17.Fostering preventive maintenance
Companies can identify a possible malfunction before it develops into machinery breakdown and ruins normal operations. This is possible thanks to sensors installed to different machinery parts. At set time intervals, sensors send temperature, vibration, pressure and other readings to the centralized system. The latter analyzes them to identify a pattern that is likely to lead to a failure. If the newly ingested data match a failure pattern, the system sends an alert to a maintenance team.
18.Managing product quality
By analyzing multiple external and internal big data sources, a company can manage product quality. For instance, Coca-Cola resorts to environmental data, sweetness and acidity indicators, satellite images, etc. to ensure that their orange juice always tastes the same. Thanks to analysis results, their production process is always under control. If the acidity of different batches is different, they can mix them to get the required one.
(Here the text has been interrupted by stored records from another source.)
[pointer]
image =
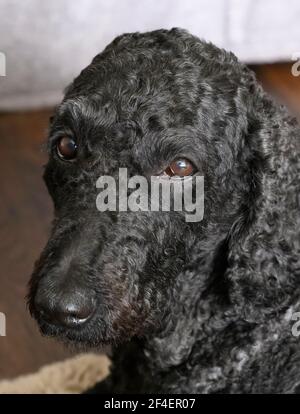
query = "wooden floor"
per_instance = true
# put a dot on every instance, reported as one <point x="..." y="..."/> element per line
<point x="25" y="216"/>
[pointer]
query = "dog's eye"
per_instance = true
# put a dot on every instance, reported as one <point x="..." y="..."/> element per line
<point x="181" y="167"/>
<point x="66" y="148"/>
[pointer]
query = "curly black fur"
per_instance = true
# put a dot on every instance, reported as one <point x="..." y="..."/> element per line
<point x="188" y="307"/>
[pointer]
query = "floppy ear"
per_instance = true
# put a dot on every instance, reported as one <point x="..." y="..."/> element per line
<point x="264" y="240"/>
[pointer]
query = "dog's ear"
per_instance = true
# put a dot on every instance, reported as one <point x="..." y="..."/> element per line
<point x="262" y="252"/>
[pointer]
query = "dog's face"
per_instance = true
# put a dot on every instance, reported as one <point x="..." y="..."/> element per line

19.Strengthening quality assurance
By gathering real-time sensor readings and analyzing them against models created on the historical big data, a company can recognize manufacturing flaws at early stages of production or situations that are likely to cause defects. However, sometimes problems can be found only after a product have been in use. In this case, the manufacturer can perform forensic tests on the returned product, and analyze the sensor data at the moment of production. This will provide extra insights into the factors that influence product quality.
Big data analytics is helpful when companies want to identify and fight fraud. To recognize suspicious activities, a company should understand every client’s behavior pattern, monitor their behavior in real time and check it against the patterns that may be or proved to be fraudulent. As the issue is very delicate and companies are not willing to cause customer dissatisfaction with delays in service rendering, payment rejections, etc., they also turn to geolocation or social media analysis or other intricate big data techniques to double check suspicious activities in practically no time.